Our plan for yesterday was to clean the house, do some grocery shopping, and host Kevin's family for dinner. It became clear pretty early in the day that Patty would be unable to do much of anything. She vomited more violently than at any point previous, and was unable to leave the bedroom before early evening. She slept soundly for a good portion of the day, even with the typical chaos of kids moving around the house. When Patty joined me for the Bears game at 7pm, she offered that she would have no problem sleeping if we went to bed; she did, however, relax beside me for the whole game.
This morning, Patty is still nauseous, although not to the extent she was yesterday. As you might imagine, Patty is pretty worried about the future, because the drugs that contribute most to her nausea are certain to be part of her regimen for long after her transplant. She is also discouraged and depressed, because she wants to spend more time with both her immediate and extended family, and so often has to postpone such plans.

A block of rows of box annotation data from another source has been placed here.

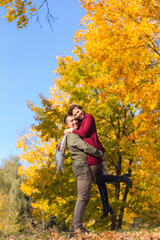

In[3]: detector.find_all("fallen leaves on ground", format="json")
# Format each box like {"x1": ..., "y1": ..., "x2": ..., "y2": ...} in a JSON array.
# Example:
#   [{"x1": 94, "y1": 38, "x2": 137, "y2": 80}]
[{"x1": 4, "y1": 227, "x2": 160, "y2": 240}]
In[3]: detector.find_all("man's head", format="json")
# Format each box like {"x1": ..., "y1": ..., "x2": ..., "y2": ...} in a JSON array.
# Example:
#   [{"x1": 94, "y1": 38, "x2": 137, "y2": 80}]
[{"x1": 64, "y1": 115, "x2": 78, "y2": 129}]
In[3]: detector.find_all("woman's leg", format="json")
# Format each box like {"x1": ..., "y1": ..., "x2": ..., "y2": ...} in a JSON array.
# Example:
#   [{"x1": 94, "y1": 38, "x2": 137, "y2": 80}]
[{"x1": 90, "y1": 164, "x2": 113, "y2": 219}]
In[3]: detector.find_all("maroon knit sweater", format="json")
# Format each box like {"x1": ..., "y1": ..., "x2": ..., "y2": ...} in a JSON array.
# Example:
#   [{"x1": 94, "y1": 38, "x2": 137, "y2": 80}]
[{"x1": 73, "y1": 113, "x2": 105, "y2": 165}]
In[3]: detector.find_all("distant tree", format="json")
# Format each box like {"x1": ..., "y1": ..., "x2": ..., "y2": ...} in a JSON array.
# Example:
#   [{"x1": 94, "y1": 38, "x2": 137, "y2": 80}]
[
  {"x1": 0, "y1": 156, "x2": 31, "y2": 233},
  {"x1": 0, "y1": 0, "x2": 56, "y2": 28}
]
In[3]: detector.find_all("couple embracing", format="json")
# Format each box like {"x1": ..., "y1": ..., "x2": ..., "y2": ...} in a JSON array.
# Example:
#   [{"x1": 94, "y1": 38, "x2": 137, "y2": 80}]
[{"x1": 56, "y1": 105, "x2": 132, "y2": 234}]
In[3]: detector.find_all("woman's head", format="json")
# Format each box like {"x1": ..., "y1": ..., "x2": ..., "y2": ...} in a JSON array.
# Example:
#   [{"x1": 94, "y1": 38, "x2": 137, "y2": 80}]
[{"x1": 68, "y1": 104, "x2": 85, "y2": 120}]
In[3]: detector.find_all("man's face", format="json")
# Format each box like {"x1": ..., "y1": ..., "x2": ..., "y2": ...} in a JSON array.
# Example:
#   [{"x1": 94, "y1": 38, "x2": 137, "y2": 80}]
[
  {"x1": 72, "y1": 107, "x2": 84, "y2": 120},
  {"x1": 66, "y1": 116, "x2": 78, "y2": 129}
]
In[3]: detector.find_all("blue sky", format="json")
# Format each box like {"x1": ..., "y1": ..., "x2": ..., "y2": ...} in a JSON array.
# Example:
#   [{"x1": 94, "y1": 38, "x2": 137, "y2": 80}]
[{"x1": 0, "y1": 0, "x2": 85, "y2": 162}]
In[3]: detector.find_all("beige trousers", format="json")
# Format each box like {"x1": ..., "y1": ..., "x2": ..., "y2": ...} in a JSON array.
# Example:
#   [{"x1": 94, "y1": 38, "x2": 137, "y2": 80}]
[{"x1": 71, "y1": 166, "x2": 92, "y2": 231}]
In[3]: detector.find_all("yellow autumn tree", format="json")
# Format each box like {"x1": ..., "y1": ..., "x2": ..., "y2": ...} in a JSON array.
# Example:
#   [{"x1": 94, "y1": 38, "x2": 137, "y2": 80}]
[{"x1": 17, "y1": 0, "x2": 160, "y2": 230}]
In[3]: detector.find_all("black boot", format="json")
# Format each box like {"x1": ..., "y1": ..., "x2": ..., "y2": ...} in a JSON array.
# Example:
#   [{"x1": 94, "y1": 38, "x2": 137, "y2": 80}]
[{"x1": 97, "y1": 183, "x2": 113, "y2": 219}]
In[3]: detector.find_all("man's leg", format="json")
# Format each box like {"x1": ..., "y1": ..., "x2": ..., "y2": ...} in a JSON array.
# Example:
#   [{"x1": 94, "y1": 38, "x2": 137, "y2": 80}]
[{"x1": 71, "y1": 166, "x2": 92, "y2": 231}]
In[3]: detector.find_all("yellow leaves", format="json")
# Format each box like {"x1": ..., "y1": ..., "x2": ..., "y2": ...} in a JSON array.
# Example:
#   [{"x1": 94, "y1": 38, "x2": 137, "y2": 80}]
[{"x1": 0, "y1": 0, "x2": 37, "y2": 28}]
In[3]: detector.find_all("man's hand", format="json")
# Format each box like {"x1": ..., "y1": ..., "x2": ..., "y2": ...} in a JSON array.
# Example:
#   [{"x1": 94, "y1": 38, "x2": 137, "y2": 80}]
[
  {"x1": 101, "y1": 153, "x2": 107, "y2": 161},
  {"x1": 63, "y1": 128, "x2": 73, "y2": 135}
]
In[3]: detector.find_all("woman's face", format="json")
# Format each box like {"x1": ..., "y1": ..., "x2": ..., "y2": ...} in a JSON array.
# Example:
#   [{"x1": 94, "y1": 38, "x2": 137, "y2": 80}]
[{"x1": 72, "y1": 107, "x2": 84, "y2": 120}]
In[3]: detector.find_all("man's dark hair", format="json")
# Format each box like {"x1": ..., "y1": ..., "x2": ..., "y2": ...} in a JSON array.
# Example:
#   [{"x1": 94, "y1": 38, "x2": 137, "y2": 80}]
[
  {"x1": 64, "y1": 114, "x2": 73, "y2": 125},
  {"x1": 68, "y1": 104, "x2": 83, "y2": 115}
]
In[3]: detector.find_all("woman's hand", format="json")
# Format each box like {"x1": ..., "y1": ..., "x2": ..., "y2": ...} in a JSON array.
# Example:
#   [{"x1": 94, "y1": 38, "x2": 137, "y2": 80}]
[
  {"x1": 63, "y1": 128, "x2": 73, "y2": 135},
  {"x1": 101, "y1": 153, "x2": 107, "y2": 161}
]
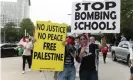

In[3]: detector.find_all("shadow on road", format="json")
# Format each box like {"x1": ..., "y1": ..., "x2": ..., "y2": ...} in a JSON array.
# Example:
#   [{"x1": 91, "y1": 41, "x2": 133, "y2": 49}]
[{"x1": 115, "y1": 60, "x2": 128, "y2": 67}]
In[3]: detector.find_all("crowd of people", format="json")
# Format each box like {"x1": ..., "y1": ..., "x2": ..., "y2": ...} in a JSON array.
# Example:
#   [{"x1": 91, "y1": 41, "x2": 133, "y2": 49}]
[
  {"x1": 55, "y1": 33, "x2": 107, "y2": 80},
  {"x1": 19, "y1": 33, "x2": 133, "y2": 80}
]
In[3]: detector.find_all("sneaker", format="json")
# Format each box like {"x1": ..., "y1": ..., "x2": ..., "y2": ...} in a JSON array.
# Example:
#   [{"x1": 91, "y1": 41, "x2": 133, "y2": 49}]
[
  {"x1": 28, "y1": 69, "x2": 31, "y2": 71},
  {"x1": 22, "y1": 71, "x2": 25, "y2": 74}
]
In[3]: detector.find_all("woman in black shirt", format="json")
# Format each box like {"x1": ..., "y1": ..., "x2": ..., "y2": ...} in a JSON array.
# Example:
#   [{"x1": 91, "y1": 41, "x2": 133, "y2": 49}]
[{"x1": 78, "y1": 33, "x2": 106, "y2": 80}]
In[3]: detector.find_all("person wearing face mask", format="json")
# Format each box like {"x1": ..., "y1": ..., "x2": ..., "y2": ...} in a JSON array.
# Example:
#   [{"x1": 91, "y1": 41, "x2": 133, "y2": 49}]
[
  {"x1": 78, "y1": 33, "x2": 106, "y2": 80},
  {"x1": 22, "y1": 36, "x2": 33, "y2": 74},
  {"x1": 57, "y1": 36, "x2": 76, "y2": 80}
]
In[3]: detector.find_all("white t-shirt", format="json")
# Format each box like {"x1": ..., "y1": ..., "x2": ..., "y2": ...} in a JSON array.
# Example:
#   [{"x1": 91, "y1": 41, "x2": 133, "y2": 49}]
[{"x1": 23, "y1": 42, "x2": 33, "y2": 56}]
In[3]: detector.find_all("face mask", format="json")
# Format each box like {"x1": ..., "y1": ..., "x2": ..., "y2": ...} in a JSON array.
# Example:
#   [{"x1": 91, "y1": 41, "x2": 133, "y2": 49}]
[{"x1": 25, "y1": 39, "x2": 29, "y2": 42}]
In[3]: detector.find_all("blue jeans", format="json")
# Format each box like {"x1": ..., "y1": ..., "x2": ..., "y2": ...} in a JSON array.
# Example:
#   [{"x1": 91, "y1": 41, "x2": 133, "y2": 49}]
[
  {"x1": 79, "y1": 70, "x2": 98, "y2": 80},
  {"x1": 57, "y1": 65, "x2": 76, "y2": 80}
]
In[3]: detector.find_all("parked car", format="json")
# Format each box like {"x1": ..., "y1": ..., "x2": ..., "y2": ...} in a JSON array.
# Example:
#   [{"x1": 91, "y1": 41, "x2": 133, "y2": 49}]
[
  {"x1": 111, "y1": 41, "x2": 133, "y2": 66},
  {"x1": 0, "y1": 43, "x2": 18, "y2": 57}
]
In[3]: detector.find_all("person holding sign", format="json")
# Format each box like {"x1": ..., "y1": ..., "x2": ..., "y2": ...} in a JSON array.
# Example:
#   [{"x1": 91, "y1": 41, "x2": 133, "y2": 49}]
[
  {"x1": 78, "y1": 33, "x2": 106, "y2": 80},
  {"x1": 22, "y1": 37, "x2": 33, "y2": 74},
  {"x1": 57, "y1": 36, "x2": 76, "y2": 80}
]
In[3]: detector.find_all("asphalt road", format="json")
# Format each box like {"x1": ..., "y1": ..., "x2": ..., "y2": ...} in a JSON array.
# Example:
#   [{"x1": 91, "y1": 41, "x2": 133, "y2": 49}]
[{"x1": 1, "y1": 53, "x2": 130, "y2": 80}]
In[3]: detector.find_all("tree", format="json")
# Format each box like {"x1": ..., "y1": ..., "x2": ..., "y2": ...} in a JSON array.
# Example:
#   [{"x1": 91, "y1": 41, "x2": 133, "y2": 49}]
[
  {"x1": 2, "y1": 22, "x2": 18, "y2": 42},
  {"x1": 107, "y1": 0, "x2": 133, "y2": 42},
  {"x1": 20, "y1": 18, "x2": 34, "y2": 36}
]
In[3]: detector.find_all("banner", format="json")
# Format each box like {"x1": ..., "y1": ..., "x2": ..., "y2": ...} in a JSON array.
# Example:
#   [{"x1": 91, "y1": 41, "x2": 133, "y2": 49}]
[
  {"x1": 71, "y1": 0, "x2": 120, "y2": 33},
  {"x1": 32, "y1": 21, "x2": 67, "y2": 71}
]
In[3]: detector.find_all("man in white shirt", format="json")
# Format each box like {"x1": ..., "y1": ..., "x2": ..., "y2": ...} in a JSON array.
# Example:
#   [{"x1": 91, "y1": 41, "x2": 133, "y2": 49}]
[{"x1": 22, "y1": 37, "x2": 33, "y2": 74}]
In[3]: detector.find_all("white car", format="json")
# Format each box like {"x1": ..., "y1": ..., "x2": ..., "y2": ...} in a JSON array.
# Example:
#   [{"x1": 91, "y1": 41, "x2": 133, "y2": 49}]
[{"x1": 111, "y1": 41, "x2": 133, "y2": 66}]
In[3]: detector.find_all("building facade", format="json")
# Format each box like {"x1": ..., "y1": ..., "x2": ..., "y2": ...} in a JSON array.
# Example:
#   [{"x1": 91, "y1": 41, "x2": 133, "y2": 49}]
[{"x1": 0, "y1": 0, "x2": 30, "y2": 28}]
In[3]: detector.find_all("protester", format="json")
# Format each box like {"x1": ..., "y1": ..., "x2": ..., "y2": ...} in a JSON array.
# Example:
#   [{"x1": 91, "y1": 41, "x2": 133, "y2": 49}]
[
  {"x1": 29, "y1": 37, "x2": 34, "y2": 65},
  {"x1": 101, "y1": 46, "x2": 108, "y2": 63},
  {"x1": 57, "y1": 36, "x2": 76, "y2": 80},
  {"x1": 90, "y1": 36, "x2": 96, "y2": 44},
  {"x1": 78, "y1": 33, "x2": 106, "y2": 80},
  {"x1": 129, "y1": 45, "x2": 133, "y2": 80},
  {"x1": 121, "y1": 34, "x2": 127, "y2": 41},
  {"x1": 22, "y1": 37, "x2": 33, "y2": 74}
]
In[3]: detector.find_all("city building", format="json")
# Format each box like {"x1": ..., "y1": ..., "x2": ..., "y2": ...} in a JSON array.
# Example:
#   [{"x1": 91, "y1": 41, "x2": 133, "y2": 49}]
[{"x1": 0, "y1": 0, "x2": 30, "y2": 28}]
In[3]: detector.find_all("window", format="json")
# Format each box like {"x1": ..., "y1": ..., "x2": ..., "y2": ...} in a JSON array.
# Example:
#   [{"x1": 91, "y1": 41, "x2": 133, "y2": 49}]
[{"x1": 2, "y1": 44, "x2": 10, "y2": 48}]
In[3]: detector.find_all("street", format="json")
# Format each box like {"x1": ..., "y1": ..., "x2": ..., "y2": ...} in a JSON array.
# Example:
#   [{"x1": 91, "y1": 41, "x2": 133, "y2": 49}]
[{"x1": 1, "y1": 54, "x2": 130, "y2": 80}]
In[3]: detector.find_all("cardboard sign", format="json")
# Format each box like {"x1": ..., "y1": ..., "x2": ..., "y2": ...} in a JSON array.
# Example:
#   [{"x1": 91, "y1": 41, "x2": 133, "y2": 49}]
[
  {"x1": 71, "y1": 0, "x2": 120, "y2": 33},
  {"x1": 32, "y1": 21, "x2": 67, "y2": 71}
]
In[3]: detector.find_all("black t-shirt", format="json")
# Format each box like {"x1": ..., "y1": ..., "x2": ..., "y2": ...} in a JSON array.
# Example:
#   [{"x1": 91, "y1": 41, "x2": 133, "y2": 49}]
[
  {"x1": 78, "y1": 44, "x2": 98, "y2": 71},
  {"x1": 64, "y1": 45, "x2": 76, "y2": 65}
]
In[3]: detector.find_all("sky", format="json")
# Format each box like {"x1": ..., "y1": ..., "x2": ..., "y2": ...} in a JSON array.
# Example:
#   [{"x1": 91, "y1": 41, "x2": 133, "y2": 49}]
[{"x1": 0, "y1": 0, "x2": 104, "y2": 25}]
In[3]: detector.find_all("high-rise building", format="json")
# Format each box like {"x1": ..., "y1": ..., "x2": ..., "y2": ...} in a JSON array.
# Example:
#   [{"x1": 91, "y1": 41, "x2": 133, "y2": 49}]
[{"x1": 0, "y1": 0, "x2": 30, "y2": 27}]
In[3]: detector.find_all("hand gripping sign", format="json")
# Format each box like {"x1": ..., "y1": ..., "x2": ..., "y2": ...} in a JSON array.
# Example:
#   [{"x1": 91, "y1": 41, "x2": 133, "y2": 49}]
[
  {"x1": 32, "y1": 21, "x2": 67, "y2": 71},
  {"x1": 71, "y1": 0, "x2": 120, "y2": 33}
]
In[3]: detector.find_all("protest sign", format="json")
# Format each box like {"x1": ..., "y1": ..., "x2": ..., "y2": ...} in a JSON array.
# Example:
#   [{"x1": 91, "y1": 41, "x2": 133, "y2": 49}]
[
  {"x1": 71, "y1": 0, "x2": 120, "y2": 33},
  {"x1": 32, "y1": 21, "x2": 67, "y2": 71}
]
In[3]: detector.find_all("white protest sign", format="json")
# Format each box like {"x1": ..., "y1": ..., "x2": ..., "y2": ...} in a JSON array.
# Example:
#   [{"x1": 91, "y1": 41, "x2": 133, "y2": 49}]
[{"x1": 71, "y1": 0, "x2": 120, "y2": 33}]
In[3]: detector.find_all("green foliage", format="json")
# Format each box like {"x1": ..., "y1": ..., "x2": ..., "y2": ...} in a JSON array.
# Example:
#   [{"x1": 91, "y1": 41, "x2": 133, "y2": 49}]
[{"x1": 2, "y1": 22, "x2": 18, "y2": 42}]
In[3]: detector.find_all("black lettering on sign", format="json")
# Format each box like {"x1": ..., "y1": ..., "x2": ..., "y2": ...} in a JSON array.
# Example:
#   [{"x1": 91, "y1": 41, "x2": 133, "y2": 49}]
[
  {"x1": 37, "y1": 23, "x2": 45, "y2": 30},
  {"x1": 75, "y1": 12, "x2": 80, "y2": 20},
  {"x1": 74, "y1": 22, "x2": 78, "y2": 30},
  {"x1": 75, "y1": 3, "x2": 81, "y2": 11},
  {"x1": 87, "y1": 12, "x2": 94, "y2": 20},
  {"x1": 112, "y1": 22, "x2": 116, "y2": 30},
  {"x1": 84, "y1": 22, "x2": 91, "y2": 30},
  {"x1": 91, "y1": 2, "x2": 104, "y2": 10},
  {"x1": 38, "y1": 32, "x2": 46, "y2": 39},
  {"x1": 81, "y1": 12, "x2": 86, "y2": 20},
  {"x1": 33, "y1": 52, "x2": 64, "y2": 61},
  {"x1": 99, "y1": 22, "x2": 106, "y2": 30},
  {"x1": 48, "y1": 34, "x2": 63, "y2": 41},
  {"x1": 43, "y1": 42, "x2": 56, "y2": 51},
  {"x1": 107, "y1": 22, "x2": 112, "y2": 30},
  {"x1": 46, "y1": 25, "x2": 65, "y2": 33},
  {"x1": 91, "y1": 22, "x2": 98, "y2": 30},
  {"x1": 105, "y1": 1, "x2": 116, "y2": 10},
  {"x1": 103, "y1": 11, "x2": 110, "y2": 20},
  {"x1": 110, "y1": 11, "x2": 116, "y2": 20}
]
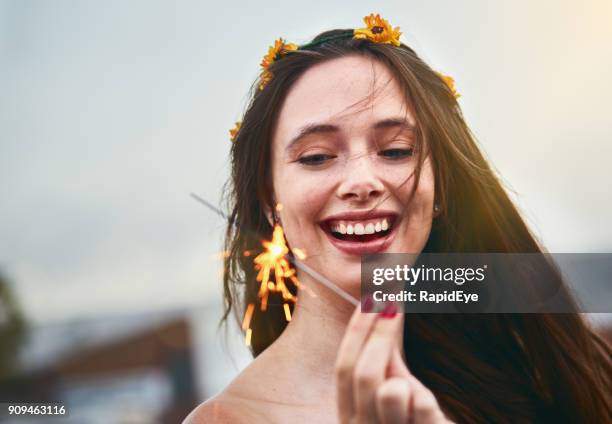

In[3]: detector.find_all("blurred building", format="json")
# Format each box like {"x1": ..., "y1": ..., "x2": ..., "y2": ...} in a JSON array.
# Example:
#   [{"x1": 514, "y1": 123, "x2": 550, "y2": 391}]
[{"x1": 0, "y1": 305, "x2": 249, "y2": 424}]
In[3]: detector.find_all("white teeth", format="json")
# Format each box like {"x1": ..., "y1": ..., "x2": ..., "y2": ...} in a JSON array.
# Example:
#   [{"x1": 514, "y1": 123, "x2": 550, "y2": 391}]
[
  {"x1": 355, "y1": 224, "x2": 365, "y2": 236},
  {"x1": 330, "y1": 218, "x2": 390, "y2": 235}
]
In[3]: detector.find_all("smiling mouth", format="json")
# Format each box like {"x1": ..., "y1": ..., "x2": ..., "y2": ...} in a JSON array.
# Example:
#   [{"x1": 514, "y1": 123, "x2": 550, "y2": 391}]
[{"x1": 321, "y1": 215, "x2": 397, "y2": 243}]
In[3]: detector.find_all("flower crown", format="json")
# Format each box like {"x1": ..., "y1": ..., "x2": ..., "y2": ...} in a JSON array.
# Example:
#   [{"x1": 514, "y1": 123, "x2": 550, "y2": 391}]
[{"x1": 230, "y1": 13, "x2": 460, "y2": 142}]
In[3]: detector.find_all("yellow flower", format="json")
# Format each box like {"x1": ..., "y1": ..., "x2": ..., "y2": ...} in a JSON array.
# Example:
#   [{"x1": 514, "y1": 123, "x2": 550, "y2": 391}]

Later this morning, Mariska will visit and draw several vials of blood. Some will be used to check Patty's magnesium and potassium levels, to assess the risk of another shock from her ICD. More important, though, will be the vials that will be sent to UCH to check Patty's PRA levels. The bottom line, with all these acronyms, is that we should be getting a better sense about how successful these various procedures have been in reducing Patty's antibodies. From what I've researched, we cannot depend too much on one set of numbers as an absolute answer. In fact, it is not uncommon for a person to have a high PRA level through many rounds of IVIG and plasmapheresis before a breakthrough occurs. The worry here, of course, is about how long Patty's heart will hold out while we wait. I worry constantly about Patty. We worry constantly about the kids. I want so much to tell Connor, "Don't worry, Mom will be just fine," but I know that I can't offer such absolutes; all I can offer is the same hope that I hold, along with the promise we'll keep trying.
Of course, if the heart comes through soon and Patty gets through the process without tremendous complications, I'll be able to read back through these notes and realize what a melodramatic baby I've been. I hope so.